ZH - Quando ele assumiu a direção?
Vítima - Ele ficava falando que era para dirigir mais rápido, mas eu estava tão nervosa que não conseguia. Então ele ordenou que eu parasse o carro e fosse para o banco do passageiro, para ele assumir a direção. Eu pensei em fugir nesta hora, mas ele ficou apontando a faca para mim e pulou rápido para o banco do motorista. Ele entrou em uma estrada do interior e eu fiquei apavorada, só pensava que iria morrer.

ZH - E você reagiu?
Vítima - Sim, foi quando ele começou a passar a mão na minha perna. Eu entrei em pânico e peguei a faca dele. Ele puxou a fala de volta e começamos a brigar. Então ele perdeu o controle do veículo e o carro capotou. Mesmo assim, continuamos a brigar. Eu gritava muito por socorro e vieram pessoas me ajudar. Ele pegou meu celular e meu dinheiro e fugiu. Eu fiquei lá, com as mãos cortadas. Doía muito.

ZH - Ele ameaçou você?
Vítima - No carro ele ficava dizendo que eu era linda e que estava me seguindo, que sabia onde eu morava e que se eu tentasse reagir iria matar minha família.

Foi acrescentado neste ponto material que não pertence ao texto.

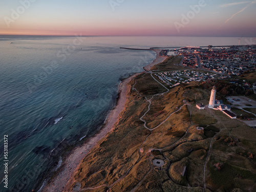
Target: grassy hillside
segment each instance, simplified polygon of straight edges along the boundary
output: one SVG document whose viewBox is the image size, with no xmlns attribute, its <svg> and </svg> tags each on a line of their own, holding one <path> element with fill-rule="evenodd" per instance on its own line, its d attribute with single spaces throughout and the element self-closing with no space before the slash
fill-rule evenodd
<svg viewBox="0 0 256 192">
<path fill-rule="evenodd" d="M 256 191 L 255 131 L 196 108 L 210 94 L 201 83 L 162 95 L 149 74 L 130 83 L 118 123 L 83 159 L 70 191 L 77 183 L 90 192 Z"/>
</svg>

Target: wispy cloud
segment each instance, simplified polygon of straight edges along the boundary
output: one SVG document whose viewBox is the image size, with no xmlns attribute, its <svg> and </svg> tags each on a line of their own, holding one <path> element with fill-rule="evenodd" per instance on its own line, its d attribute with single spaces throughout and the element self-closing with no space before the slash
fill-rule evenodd
<svg viewBox="0 0 256 192">
<path fill-rule="evenodd" d="M 244 3 L 244 2 L 243 2 Z M 247 2 L 248 3 L 248 2 Z M 228 18 L 225 22 L 225 23 L 226 23 L 227 22 L 228 22 L 228 21 L 230 19 L 231 19 L 234 16 L 235 16 L 236 15 L 237 15 L 238 14 L 239 14 L 240 13 L 242 13 L 243 11 L 244 11 L 245 10 L 246 10 L 247 8 L 248 8 L 249 7 L 250 7 L 252 4 L 255 4 L 256 3 L 256 1 L 254 1 L 253 2 L 250 2 L 250 4 L 248 4 L 246 6 L 245 6 L 245 7 L 244 7 L 243 9 L 242 9 L 241 10 L 240 10 L 239 11 L 238 11 L 238 12 L 233 14 L 230 18 Z M 233 4 L 237 4 L 237 5 L 238 5 L 237 4 L 238 3 L 234 3 Z M 240 3 L 241 4 L 241 3 Z"/>
<path fill-rule="evenodd" d="M 237 3 L 232 3 L 230 4 L 223 4 L 221 5 L 221 7 L 228 7 L 231 6 L 234 6 L 235 5 L 244 4 L 248 3 L 251 3 L 251 2 L 237 2 Z"/>
</svg>

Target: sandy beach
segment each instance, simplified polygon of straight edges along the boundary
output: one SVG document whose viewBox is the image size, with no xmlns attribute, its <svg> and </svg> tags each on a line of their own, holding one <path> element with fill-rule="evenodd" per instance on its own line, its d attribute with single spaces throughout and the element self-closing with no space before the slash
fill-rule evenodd
<svg viewBox="0 0 256 192">
<path fill-rule="evenodd" d="M 40 191 L 63 191 L 73 183 L 73 174 L 76 171 L 81 161 L 97 143 L 111 131 L 115 123 L 119 118 L 119 114 L 123 110 L 126 101 L 126 96 L 129 91 L 128 82 L 137 75 L 135 74 L 125 79 L 119 87 L 119 98 L 115 108 L 109 114 L 105 126 L 94 136 L 90 138 L 86 143 L 74 148 L 66 158 L 61 167 L 61 170 L 48 185 Z M 66 186 L 66 187 L 65 187 Z"/>
<path fill-rule="evenodd" d="M 157 53 L 156 58 L 150 65 L 144 67 L 145 70 L 150 70 L 153 66 L 162 62 L 167 57 L 159 55 L 161 50 L 153 51 Z M 119 115 L 124 109 L 127 100 L 127 93 L 130 90 L 128 83 L 133 78 L 140 73 L 135 74 L 125 79 L 119 84 L 119 99 L 115 108 L 110 111 L 108 115 L 104 127 L 96 135 L 87 141 L 86 143 L 73 150 L 62 163 L 57 175 L 52 179 L 49 183 L 44 186 L 40 191 L 68 191 L 69 187 L 74 182 L 72 176 L 76 171 L 81 161 L 99 141 L 112 131 L 115 124 L 118 122 Z"/>
</svg>

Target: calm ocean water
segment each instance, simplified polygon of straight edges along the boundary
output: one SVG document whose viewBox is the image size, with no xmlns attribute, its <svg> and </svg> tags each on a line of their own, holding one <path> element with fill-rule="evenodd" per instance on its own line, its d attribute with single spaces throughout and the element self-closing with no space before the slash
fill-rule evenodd
<svg viewBox="0 0 256 192">
<path fill-rule="evenodd" d="M 155 58 L 153 52 L 120 47 L 238 43 L 235 37 L 0 36 L 0 191 L 34 188 L 60 146 L 98 130 L 114 106 L 120 79 L 143 71 Z M 3 181 L 5 135 L 8 189 Z M 55 159 L 54 170 L 61 162 Z"/>
</svg>

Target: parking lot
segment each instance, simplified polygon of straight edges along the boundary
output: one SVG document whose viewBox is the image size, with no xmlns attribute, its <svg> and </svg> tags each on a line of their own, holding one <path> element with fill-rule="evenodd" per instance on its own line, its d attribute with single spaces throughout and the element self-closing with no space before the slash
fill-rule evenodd
<svg viewBox="0 0 256 192">
<path fill-rule="evenodd" d="M 242 110 L 244 110 L 243 108 L 256 108 L 256 101 L 245 96 L 230 96 L 227 97 L 226 98 L 228 101 L 232 103 L 232 108 L 238 108 Z M 248 106 L 246 105 L 251 105 L 251 106 Z M 254 115 L 256 116 L 256 114 Z M 245 119 L 241 120 L 241 121 L 249 126 L 256 126 L 256 119 L 255 118 L 253 118 L 253 120 L 249 120 Z"/>
<path fill-rule="evenodd" d="M 231 106 L 237 106 L 239 105 L 242 108 L 256 108 L 256 101 L 245 96 L 229 96 L 226 98 L 228 101 L 229 100 L 232 104 Z M 247 106 L 246 104 L 251 105 L 251 106 Z"/>
</svg>

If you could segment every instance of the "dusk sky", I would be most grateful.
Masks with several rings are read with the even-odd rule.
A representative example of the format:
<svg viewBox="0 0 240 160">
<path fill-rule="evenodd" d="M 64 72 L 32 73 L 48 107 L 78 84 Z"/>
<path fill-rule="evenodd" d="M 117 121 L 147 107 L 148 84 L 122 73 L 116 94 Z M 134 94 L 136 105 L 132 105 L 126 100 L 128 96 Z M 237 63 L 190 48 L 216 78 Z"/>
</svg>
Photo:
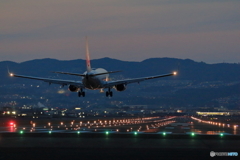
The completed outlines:
<svg viewBox="0 0 240 160">
<path fill-rule="evenodd" d="M 240 0 L 1 0 L 0 61 L 240 62 Z"/>
</svg>

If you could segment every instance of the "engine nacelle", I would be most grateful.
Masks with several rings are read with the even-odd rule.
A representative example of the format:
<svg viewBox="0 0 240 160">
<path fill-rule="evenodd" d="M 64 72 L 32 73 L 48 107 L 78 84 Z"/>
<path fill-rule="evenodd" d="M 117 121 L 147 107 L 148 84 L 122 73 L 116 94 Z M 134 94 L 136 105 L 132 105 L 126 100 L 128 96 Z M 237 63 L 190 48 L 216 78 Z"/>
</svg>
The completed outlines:
<svg viewBox="0 0 240 160">
<path fill-rule="evenodd" d="M 125 84 L 119 84 L 119 85 L 115 85 L 115 89 L 117 90 L 117 91 L 124 91 L 125 89 L 126 89 L 126 86 L 125 86 Z"/>
<path fill-rule="evenodd" d="M 78 87 L 76 87 L 76 86 L 74 86 L 74 85 L 70 85 L 70 86 L 68 87 L 68 90 L 71 91 L 71 92 L 77 92 L 77 91 L 79 91 L 79 89 L 80 89 L 80 88 L 78 88 Z"/>
</svg>

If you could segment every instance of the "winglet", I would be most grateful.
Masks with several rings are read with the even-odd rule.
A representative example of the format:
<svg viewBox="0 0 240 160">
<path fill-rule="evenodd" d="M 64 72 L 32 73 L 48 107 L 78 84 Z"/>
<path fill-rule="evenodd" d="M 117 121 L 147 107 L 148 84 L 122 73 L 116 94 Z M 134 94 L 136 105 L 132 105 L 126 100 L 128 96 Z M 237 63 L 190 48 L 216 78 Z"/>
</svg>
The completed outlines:
<svg viewBox="0 0 240 160">
<path fill-rule="evenodd" d="M 90 63 L 90 55 L 89 55 L 89 49 L 88 49 L 88 39 L 86 37 L 86 67 L 87 67 L 87 72 L 91 72 L 91 63 Z"/>
<path fill-rule="evenodd" d="M 8 74 L 9 74 L 9 76 L 13 77 L 13 76 L 14 76 L 14 74 L 13 74 L 13 73 L 11 73 L 11 72 L 9 71 L 9 68 L 8 68 L 8 66 L 7 66 L 7 70 L 8 70 Z"/>
</svg>

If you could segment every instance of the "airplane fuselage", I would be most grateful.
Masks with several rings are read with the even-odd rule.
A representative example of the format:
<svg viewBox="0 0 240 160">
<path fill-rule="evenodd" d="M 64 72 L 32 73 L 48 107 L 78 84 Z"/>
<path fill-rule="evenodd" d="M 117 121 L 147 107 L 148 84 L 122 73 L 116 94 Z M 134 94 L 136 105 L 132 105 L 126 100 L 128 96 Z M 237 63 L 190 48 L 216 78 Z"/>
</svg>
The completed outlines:
<svg viewBox="0 0 240 160">
<path fill-rule="evenodd" d="M 102 85 L 104 84 L 105 81 L 108 80 L 109 74 L 103 74 L 103 75 L 97 75 L 97 76 L 93 76 L 93 75 L 99 74 L 99 73 L 106 73 L 106 72 L 107 71 L 103 68 L 92 69 L 88 73 L 87 71 L 84 72 L 83 74 L 85 74 L 86 76 L 82 79 L 83 85 L 87 89 L 91 89 L 91 90 L 103 88 Z"/>
</svg>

ZH - Depois você foi para o hospital?
Vítima - Os moradores me ajudaram, porque minhas mãos sangravam muito. Liguei para o meu marido e contei o que tinha acontecido. Meu pai me encontrou e eu fui levada de ambulância para o hospital. Contei a ele que o assaltante tinha fugido e ameaçado nossa família, estava com muito medo que ele pudesse fazer algo com a minha filha.

ZH: Como você soube que seu pai feriu o assaltante?
Vítima -
Minha irmã me contou no hospital. Fiquei lá até esta manhã, porque passei por uma cirurgia na mão.

ZH: E o que você pensa da atitude que ele tomou?
Vítima -
Foi um erro, mas talvez se acontecesse algo assim com a minha filha eu fizesse o mesmo. Eu não consigo nem pensar em algo assim acontecendo com ela. Acho que ele sentiu isso.

ZH: Você ainda tem medo?
Vítima - Tenho. Fiquei sabendo que ele era do semi-aberto, pode ser que alguém venha atrás de nós. Tenho a sensação de que sempre vou ficar olhando para todos os lados, com medo de algo.